どこかのホテルで不貞を働いた男女と女の夫の三角関係。
あらまし
難解さで知られる作品です。あらすじ以上の筋書きはありません。すべてが妄想なのか夢の中にいるようなシーケンスが続きます。
雰囲気は予告編参照。まあ、終始こんな感じです。
佐野元春「コンプリケイションシェイクダウン」の歌詞に登場していたりします。
「ドルチェビタ」はこれもまたフェリーニの難解作品「甘い生活」。シャレオツな歌詞ですね。
作品概要は、ウィキペディアから引用します。
かんそう
難解さを好んで観るいじらしい若者時代。早稲田松竹で「気狂いピエロ」と二本立てで観た記憶があります。バローズの小説みたいなカットアップ。サッパリ分からんかった。
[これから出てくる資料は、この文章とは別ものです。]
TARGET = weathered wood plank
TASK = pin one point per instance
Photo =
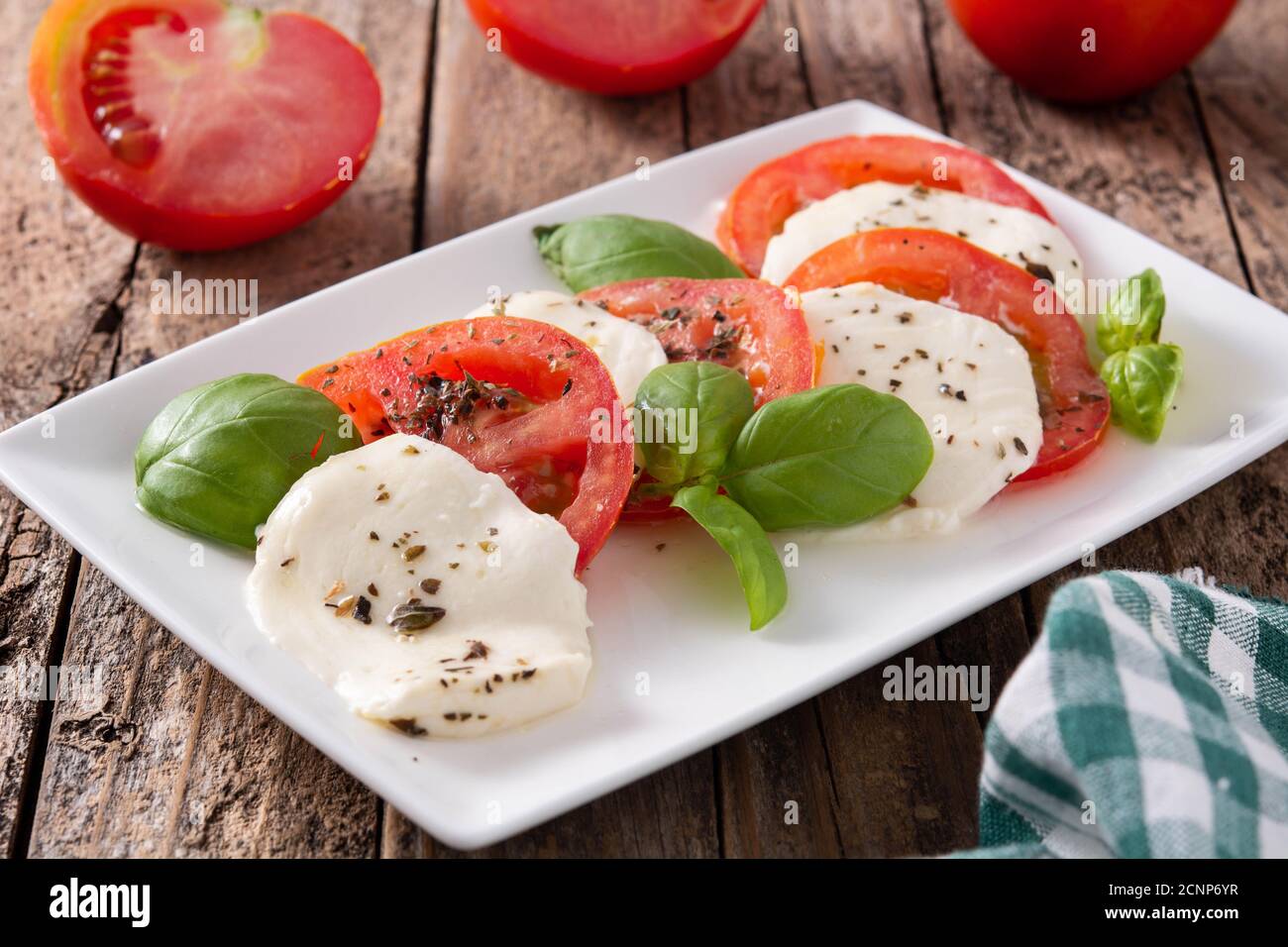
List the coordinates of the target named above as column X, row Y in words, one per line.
column 1244, row 105
column 776, row 789
column 815, row 755
column 62, row 269
column 489, row 157
column 174, row 759
column 1145, row 162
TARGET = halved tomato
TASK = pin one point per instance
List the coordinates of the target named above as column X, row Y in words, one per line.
column 198, row 125
column 515, row 397
column 617, row 48
column 941, row 268
column 747, row 325
column 761, row 204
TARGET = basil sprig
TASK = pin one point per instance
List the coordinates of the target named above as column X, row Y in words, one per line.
column 1140, row 372
column 613, row 248
column 1142, row 381
column 829, row 457
column 764, row 582
column 699, row 408
column 1133, row 315
column 220, row 457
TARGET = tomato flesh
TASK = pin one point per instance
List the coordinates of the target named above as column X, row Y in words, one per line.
column 198, row 125
column 616, row 48
column 515, row 397
column 761, row 204
column 1046, row 47
column 746, row 325
column 941, row 268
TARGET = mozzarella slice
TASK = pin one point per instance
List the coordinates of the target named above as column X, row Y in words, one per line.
column 1012, row 234
column 965, row 376
column 627, row 351
column 376, row 523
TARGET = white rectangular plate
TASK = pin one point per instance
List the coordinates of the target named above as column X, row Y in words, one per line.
column 677, row 615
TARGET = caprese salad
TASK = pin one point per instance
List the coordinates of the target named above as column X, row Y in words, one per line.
column 875, row 351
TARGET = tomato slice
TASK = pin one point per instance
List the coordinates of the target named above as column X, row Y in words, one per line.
column 761, row 204
column 616, row 48
column 941, row 268
column 745, row 324
column 198, row 125
column 515, row 397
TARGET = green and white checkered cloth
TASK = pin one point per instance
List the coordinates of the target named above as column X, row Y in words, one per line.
column 1150, row 720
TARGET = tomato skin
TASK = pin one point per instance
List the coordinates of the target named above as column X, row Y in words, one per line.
column 174, row 202
column 563, row 377
column 1039, row 43
column 764, row 200
column 592, row 46
column 773, row 350
column 935, row 265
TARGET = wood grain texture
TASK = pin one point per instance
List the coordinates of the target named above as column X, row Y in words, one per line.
column 1244, row 105
column 483, row 166
column 1146, row 162
column 63, row 270
column 174, row 759
column 820, row 757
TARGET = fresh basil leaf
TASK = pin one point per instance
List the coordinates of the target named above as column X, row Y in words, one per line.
column 1133, row 315
column 829, row 457
column 220, row 457
column 613, row 248
column 690, row 415
column 764, row 582
column 1142, row 382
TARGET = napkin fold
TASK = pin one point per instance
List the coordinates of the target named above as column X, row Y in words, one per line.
column 1150, row 720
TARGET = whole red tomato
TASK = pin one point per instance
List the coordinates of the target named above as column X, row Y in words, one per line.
column 616, row 47
column 1090, row 51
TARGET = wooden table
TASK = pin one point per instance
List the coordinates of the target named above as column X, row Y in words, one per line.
column 178, row 762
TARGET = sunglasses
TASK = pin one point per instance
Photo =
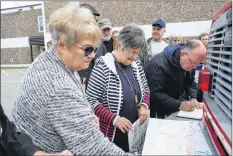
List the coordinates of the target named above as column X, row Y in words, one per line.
column 88, row 49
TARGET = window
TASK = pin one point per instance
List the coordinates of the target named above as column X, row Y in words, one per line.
column 40, row 24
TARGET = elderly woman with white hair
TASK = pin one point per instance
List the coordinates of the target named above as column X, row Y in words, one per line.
column 51, row 106
column 118, row 90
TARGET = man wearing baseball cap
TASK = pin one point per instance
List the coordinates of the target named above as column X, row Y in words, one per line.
column 106, row 27
column 155, row 44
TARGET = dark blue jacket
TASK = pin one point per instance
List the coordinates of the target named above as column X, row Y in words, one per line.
column 12, row 142
column 168, row 81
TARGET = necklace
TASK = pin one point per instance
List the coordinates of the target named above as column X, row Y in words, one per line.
column 131, row 87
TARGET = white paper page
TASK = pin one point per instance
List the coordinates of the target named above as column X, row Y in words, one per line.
column 170, row 137
column 136, row 136
column 195, row 114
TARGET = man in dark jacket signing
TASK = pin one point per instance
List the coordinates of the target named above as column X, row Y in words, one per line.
column 170, row 76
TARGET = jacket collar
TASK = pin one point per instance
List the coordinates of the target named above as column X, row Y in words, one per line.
column 109, row 60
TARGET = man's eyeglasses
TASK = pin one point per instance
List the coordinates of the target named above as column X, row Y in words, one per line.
column 88, row 49
column 134, row 53
column 193, row 63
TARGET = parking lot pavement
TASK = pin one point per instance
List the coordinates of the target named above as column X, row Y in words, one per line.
column 10, row 80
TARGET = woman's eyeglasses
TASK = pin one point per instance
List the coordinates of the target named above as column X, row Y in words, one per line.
column 88, row 49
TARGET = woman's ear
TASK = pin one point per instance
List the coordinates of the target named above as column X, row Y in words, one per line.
column 61, row 45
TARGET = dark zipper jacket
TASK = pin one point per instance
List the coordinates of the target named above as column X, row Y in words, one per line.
column 168, row 81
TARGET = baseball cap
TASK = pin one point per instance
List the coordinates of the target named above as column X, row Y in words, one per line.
column 104, row 23
column 159, row 22
column 93, row 10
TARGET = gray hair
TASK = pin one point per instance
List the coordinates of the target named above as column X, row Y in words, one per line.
column 72, row 23
column 190, row 45
column 202, row 35
column 131, row 36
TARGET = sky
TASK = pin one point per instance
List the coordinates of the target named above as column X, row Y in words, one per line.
column 10, row 4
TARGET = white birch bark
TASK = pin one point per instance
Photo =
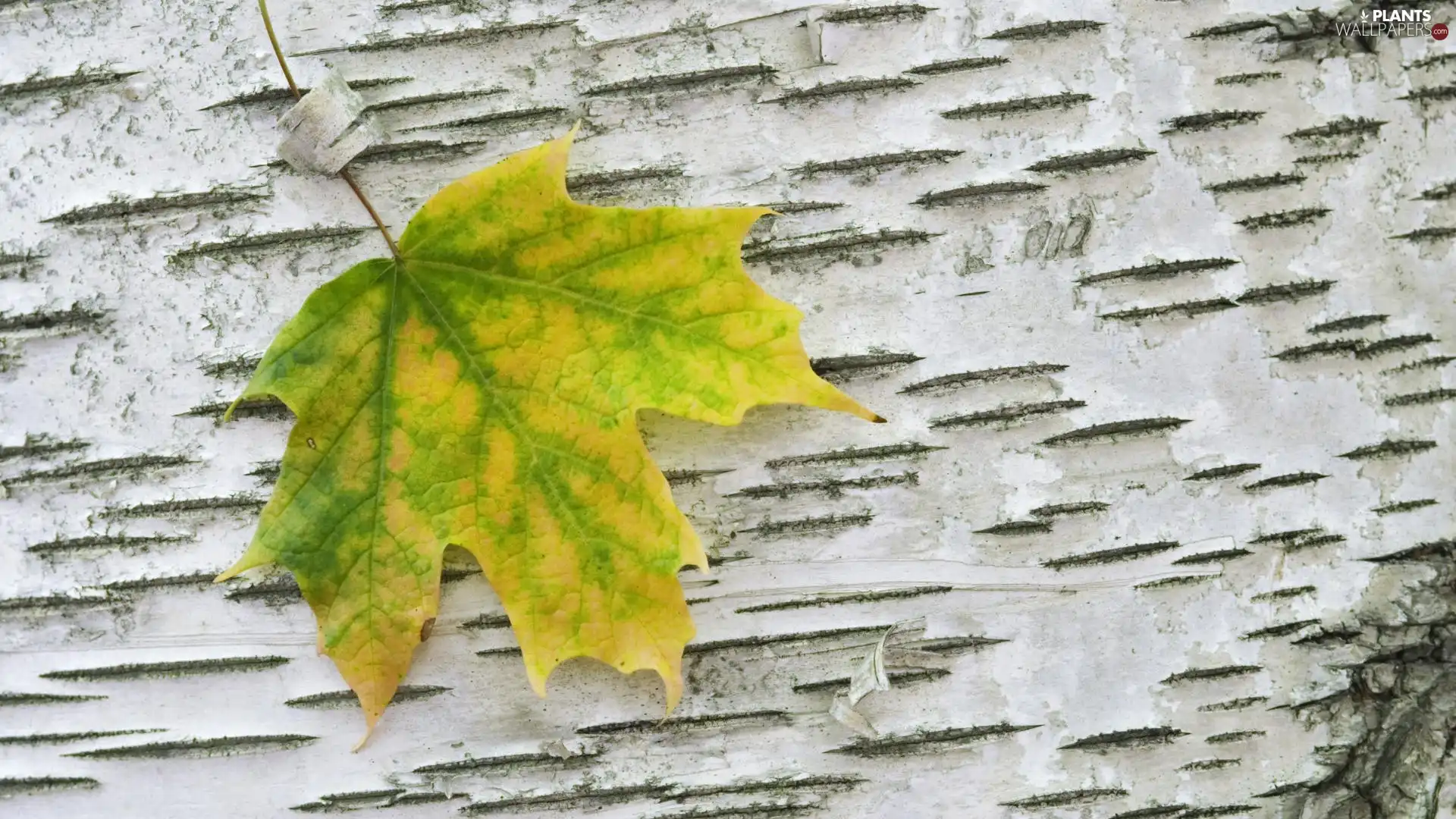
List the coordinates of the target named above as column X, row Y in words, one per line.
column 1159, row 309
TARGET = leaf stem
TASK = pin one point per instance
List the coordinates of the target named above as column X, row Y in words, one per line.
column 344, row 172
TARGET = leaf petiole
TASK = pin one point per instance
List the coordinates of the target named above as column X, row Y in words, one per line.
column 344, row 172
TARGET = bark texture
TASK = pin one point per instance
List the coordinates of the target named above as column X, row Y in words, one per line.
column 1156, row 297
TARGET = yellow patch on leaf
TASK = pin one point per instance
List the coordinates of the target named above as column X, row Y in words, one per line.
column 482, row 390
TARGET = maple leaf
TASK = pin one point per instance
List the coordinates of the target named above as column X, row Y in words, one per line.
column 482, row 390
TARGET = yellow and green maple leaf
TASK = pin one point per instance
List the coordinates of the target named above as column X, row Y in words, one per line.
column 482, row 390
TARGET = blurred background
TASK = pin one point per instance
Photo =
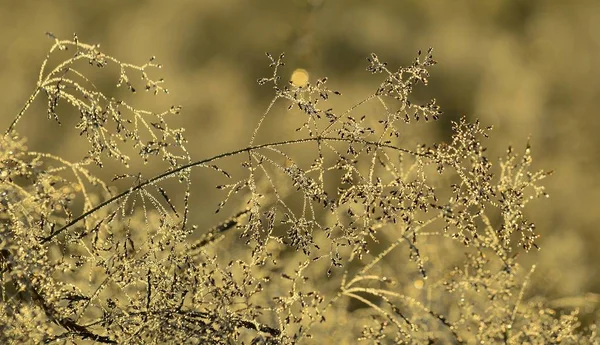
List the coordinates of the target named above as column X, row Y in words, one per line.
column 529, row 68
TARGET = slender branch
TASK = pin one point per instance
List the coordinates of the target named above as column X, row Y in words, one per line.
column 207, row 160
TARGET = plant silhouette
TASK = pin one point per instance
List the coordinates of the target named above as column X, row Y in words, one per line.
column 375, row 238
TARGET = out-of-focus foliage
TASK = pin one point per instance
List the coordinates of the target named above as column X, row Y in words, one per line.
column 353, row 217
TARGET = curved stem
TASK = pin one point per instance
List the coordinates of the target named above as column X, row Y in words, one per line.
column 207, row 160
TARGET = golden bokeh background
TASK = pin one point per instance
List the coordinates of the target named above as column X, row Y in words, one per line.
column 529, row 68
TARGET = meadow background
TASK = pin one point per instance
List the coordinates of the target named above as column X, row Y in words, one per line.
column 529, row 68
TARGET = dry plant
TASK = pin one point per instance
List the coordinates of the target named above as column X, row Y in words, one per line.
column 375, row 239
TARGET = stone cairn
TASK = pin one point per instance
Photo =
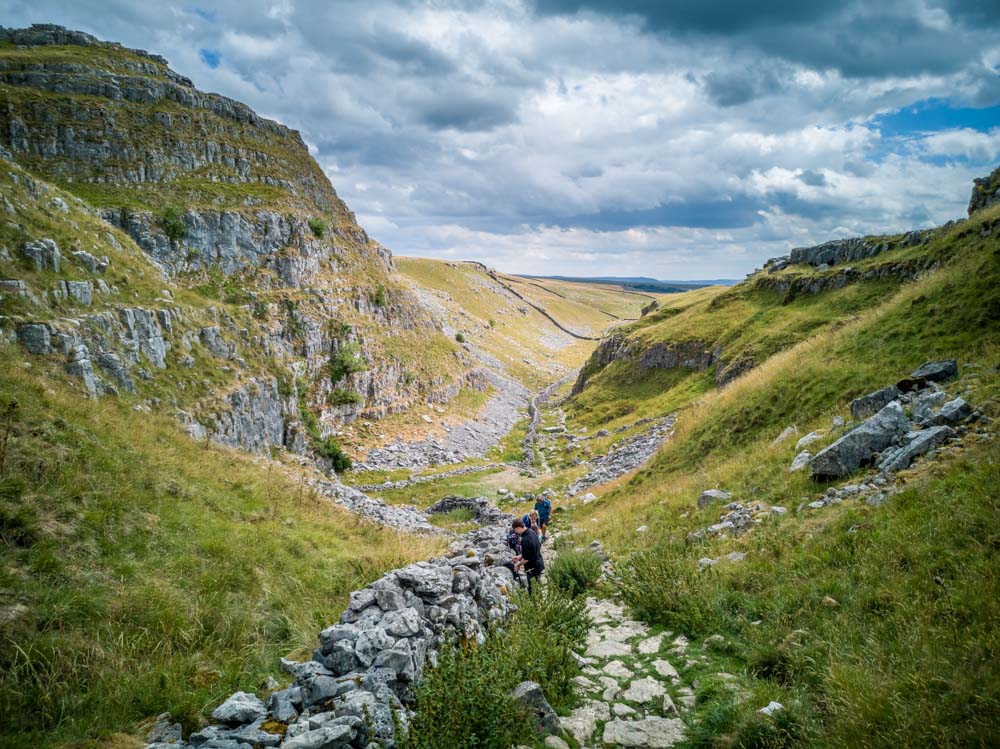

今回、デジタルリマスターで上映されるというので出向いてみました。今回は肩の力を抜いて、分からんこと前提で観ました。なかなかエキサイティングな映画体験が出来ました。面白かったのです。
時系列ごとに書いた脚本をランダムに並べてる印象。最初の30分くらいはサッパリ分からない。映像美と劇伴を楽しむ他ない。
それでも似たようなセリフとカットが繰り返されるからだんだんと、不倫をしてる男女と女と夫の三角関係模様がみえてきます。
登場人物たちの言い分はすれ違い、時間も特定しにくく、とりわけヒロインの言動は曖昧模糊としています。こりゃ、黒澤明「羅生門」をオマージュした作品じゃね?(実際、脚本のロブグリエはそのように言ってます)だから最後まで観ても何が起こったのか分からないままじゃね…?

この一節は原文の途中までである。